COST ; Contrastive Learning of Disentangled Seasonal-Trend Representations for TS forecasting (2022)

Contents

  1. Abstract
  2. Introduction
  3. Seasonal-Trend Representation for TS
  4. Seasonal-Trend Contrastive Learning Framework
    1. Trend Feature Representations
    2. Seasonal Fetaure Representations


0. Abstract

promising paradigm for TS forecasting :

  • (step 1) learn disentangled feature representations,
  • (step 2) simple regression fine-tuning step

from a causal perspective


CoST

  • propose a new TS representation learning framework

  • applies contrastive learning methods, to learn disentangled seasonal-trend representations
  • comprises both
    • (1) time domain contrastive losses
    • (2) frequency domain contrastive losses


1. Introduction

End-to-End (X)

  • end to end ( learned representations & predictions )

    \(\rightarrow\) unable to transfer nor generalize well!

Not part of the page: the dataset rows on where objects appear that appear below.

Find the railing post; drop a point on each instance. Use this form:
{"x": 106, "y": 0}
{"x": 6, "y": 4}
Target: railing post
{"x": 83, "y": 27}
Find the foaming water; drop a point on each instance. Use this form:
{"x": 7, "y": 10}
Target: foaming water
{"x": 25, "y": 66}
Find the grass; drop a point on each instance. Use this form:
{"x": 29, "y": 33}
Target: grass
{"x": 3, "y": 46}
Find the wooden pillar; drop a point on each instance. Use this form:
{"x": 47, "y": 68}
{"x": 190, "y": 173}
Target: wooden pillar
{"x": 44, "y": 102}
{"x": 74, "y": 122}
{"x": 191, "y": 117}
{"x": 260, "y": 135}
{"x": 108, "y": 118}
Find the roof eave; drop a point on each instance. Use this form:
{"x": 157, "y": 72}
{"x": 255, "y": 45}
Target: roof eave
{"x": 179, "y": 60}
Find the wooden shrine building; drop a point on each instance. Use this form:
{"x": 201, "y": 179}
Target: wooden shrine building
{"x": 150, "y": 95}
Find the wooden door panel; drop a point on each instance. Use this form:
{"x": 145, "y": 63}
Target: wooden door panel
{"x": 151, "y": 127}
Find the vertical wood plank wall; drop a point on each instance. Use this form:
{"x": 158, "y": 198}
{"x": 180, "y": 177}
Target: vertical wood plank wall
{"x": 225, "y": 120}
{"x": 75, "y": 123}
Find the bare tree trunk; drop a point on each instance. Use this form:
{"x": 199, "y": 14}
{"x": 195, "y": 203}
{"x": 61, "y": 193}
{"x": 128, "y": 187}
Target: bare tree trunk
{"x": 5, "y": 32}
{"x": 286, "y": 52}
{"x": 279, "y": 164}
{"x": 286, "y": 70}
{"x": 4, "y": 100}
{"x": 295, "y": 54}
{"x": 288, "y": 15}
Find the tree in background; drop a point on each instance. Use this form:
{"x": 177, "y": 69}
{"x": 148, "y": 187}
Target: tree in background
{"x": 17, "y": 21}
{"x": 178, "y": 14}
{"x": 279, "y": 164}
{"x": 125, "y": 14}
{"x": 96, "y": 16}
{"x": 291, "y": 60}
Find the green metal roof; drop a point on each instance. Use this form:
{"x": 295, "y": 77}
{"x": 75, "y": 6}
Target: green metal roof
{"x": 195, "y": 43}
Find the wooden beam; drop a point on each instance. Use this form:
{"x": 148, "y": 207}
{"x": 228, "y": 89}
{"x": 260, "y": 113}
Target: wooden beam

  • Thus, aim to learn disentangled seasonal-trend representations


Leverage the idea of Structural TS models

  • TS = T + S + error


CoST

= Contrastive Learning of Disentangled Seasonal-Trend Representations for TS forecasting

  • leverages inductive biases in the model architecture
  • efficiently learns Trend representations
    • mitigating the problem of lookback window selection, by introducing a mixture of auto-regressive experts
  • learns powerful Seasonal representations
    • by leveraging a learnable Fourier layer
    • enables intra-frequency interactions
  • domain
    • TREND : time domain
    • SEASONALITY : frequency domain


2. Seasonal-Trend Representation for TS

(1) Problem Formulation

Notation

  • \(\left(\boldsymbol{x}_{1}, \ldots \boldsymbol{x}_{T}\right) \in \mathbb{R}^{T \times m}\) : MTS
  • \(h\) : lookback window
  • \(k\) : forecasting horizon
  • \(\hat{\boldsymbol{X}}=g(\boldsymbol{X})\) : model
    • \(\boldsymbol{X} \in \mathbb{R}^{h \times m}\) : input
    • \(\hat{\boldsymbol{X}} \in \mathbb{R}^{k \times m}\) : output


Not an end-to-end model!

  • instead, focus on learning feature representations from observed data
  • aim to learn a nonlinear feature embedding function \(\boldsymbol{V}=f(\boldsymbol{X})\),
    • where \(\boldsymbol{X} \in \mathbb{R}^{h \times m}\) and \(\boldsymbol{V} \in \mathbb{R}^{h \times d}\),
    • map per each timestamp


Then, using the learned representations of the final timestamp \(\boldsymbol{v}_{h}\)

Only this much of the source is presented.